Week 4.2 Commentary - Katherine Caol Guo
The essence of art and the peak shift principle The wording Ramachandran used, of the meaning of art to convey the “essence” of something in order to “evoke a specific mood in the observer” was interesting to me. It reminded me of McCloud’s arguments when describing and detailing how comics work. Usage of the Peak Shift principle, whether intentional or not, is found in comics, as well as in “primitive” art as Ramachandran brought up. In the cave paintings of Lascaux, even today we know they were painting horses 20,000 years ago - the horses then, if we somehow had a photograph would likely be less recognizable than the paintings. However, it raises the question of what defines art - a question that is constantly brought up and pondered, and in all honestly will likely never be answered. Are very realistic paintings considered art (such as Dutch still lives), especially if the artist was most fixated on making the representation look as real as possible, rather than having it convey a certain emotion? I also wonder about this focus on distinctive, differing features and their accentuation and this abstraction as 1) being a very deliberative process but also 2) just being easier to draw.
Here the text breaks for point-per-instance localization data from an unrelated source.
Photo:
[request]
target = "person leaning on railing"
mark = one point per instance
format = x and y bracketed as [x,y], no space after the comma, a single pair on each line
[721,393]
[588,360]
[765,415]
Looking at art history, in the Western canon at least, there was an obsession with making things look as realistic as possible - it was only once that was achieved, did artists go back to the “primitive” in order to focus more on expression and meaning. Why did other areas of the world hold steadfast to this tradition of using the Peak Shift Principle?
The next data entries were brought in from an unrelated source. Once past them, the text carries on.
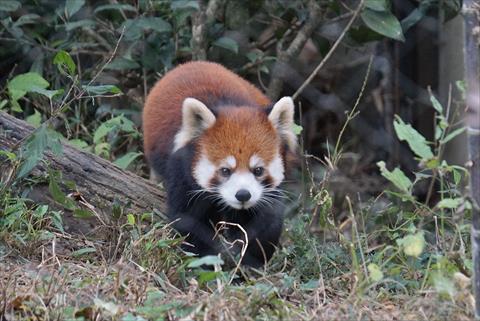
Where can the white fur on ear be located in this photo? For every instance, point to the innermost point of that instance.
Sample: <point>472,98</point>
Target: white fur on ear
<point>196,117</point>
<point>281,117</point>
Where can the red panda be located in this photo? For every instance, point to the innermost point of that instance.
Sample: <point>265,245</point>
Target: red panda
<point>221,148</point>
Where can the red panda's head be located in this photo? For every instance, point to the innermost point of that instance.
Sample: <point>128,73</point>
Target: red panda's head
<point>239,151</point>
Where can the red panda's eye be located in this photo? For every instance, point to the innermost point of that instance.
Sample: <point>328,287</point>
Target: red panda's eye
<point>258,171</point>
<point>225,172</point>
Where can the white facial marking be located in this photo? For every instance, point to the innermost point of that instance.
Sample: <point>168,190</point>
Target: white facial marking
<point>256,161</point>
<point>276,170</point>
<point>238,181</point>
<point>204,171</point>
<point>229,162</point>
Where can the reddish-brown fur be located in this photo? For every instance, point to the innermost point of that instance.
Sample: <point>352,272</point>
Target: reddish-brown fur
<point>201,80</point>
<point>240,132</point>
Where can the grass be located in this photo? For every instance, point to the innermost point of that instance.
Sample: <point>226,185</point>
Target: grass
<point>353,247</point>
<point>138,272</point>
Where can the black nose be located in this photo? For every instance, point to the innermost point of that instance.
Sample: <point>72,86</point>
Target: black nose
<point>243,195</point>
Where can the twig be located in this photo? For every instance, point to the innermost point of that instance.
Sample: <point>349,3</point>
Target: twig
<point>471,12</point>
<point>222,225</point>
<point>200,21</point>
<point>285,56</point>
<point>352,113</point>
<point>330,52</point>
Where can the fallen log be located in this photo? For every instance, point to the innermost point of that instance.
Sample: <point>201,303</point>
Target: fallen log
<point>100,185</point>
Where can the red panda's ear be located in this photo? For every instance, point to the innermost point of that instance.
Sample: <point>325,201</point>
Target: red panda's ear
<point>281,117</point>
<point>196,118</point>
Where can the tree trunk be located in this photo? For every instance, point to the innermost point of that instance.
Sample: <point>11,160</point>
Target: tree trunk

Isolating a single module and allocating attention / Contrast extraction is reinforcing Outlines being very effective in visual art is something I learned about in my neuroscience class - just the ways our neurons are set up in a visual system make us more sensitive to edges, just because of how we detect things. Part of it is for depth perception, and part of it is because of our rods and cones, where rods produce sharper images but are in our peripheral vision, whereas cones are more blurry (but focus on color) and are in our central vision. To me, in the context of neuroscience, outlines and edges are the same thing (the same part of the brain lights up when we see outlines and edges - after all, outlines are a kind of edge), so it is interesting that Ramachandran made these two distinct principles and portrays outlines and edges are distinct pieces.
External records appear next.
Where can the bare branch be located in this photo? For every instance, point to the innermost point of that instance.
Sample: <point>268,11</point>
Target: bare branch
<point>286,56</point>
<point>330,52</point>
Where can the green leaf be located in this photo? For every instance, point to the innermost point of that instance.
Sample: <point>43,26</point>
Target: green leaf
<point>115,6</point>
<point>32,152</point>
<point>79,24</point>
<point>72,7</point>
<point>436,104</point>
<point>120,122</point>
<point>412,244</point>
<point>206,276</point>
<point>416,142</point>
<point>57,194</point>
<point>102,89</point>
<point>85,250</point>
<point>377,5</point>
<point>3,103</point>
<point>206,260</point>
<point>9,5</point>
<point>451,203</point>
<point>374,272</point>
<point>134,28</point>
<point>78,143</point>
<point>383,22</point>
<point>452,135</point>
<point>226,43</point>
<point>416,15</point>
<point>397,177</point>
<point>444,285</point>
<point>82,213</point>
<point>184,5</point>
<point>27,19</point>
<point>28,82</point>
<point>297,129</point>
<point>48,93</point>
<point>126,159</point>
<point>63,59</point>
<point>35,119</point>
The generic viewpoint and the Bayesian logic of persuasion To me, this ties into the Gestalt principle, the law of Pragnanz. They both are conveying that human psychology lends itself to the simplest explanation, whether it be in the context of shape, or in the context of viewpoint. For the second example, where a flat hexagon with radiating spokes can also be viewed as a cube, there is some sense of the Law of figure / ground, because I can see the cube if I shift my viewpoint a little - but the image itself is just an outline, so I don’t think it quite counts as an example of the Law of figure / ground. However, the “simplest” is not very obvious and there is no real definition for it, except for whatever is the most likely in the real world. With the mountain and the palm tree image, A is less pleasing because it is too much of a coincidence that the palm tree is in the middle between the feet of two mountains even though it is symmetric, which is supposed to be pleasing (it is another principle from above). Thus, when multiple principles are in play, which one is weighed more heavily in our brains?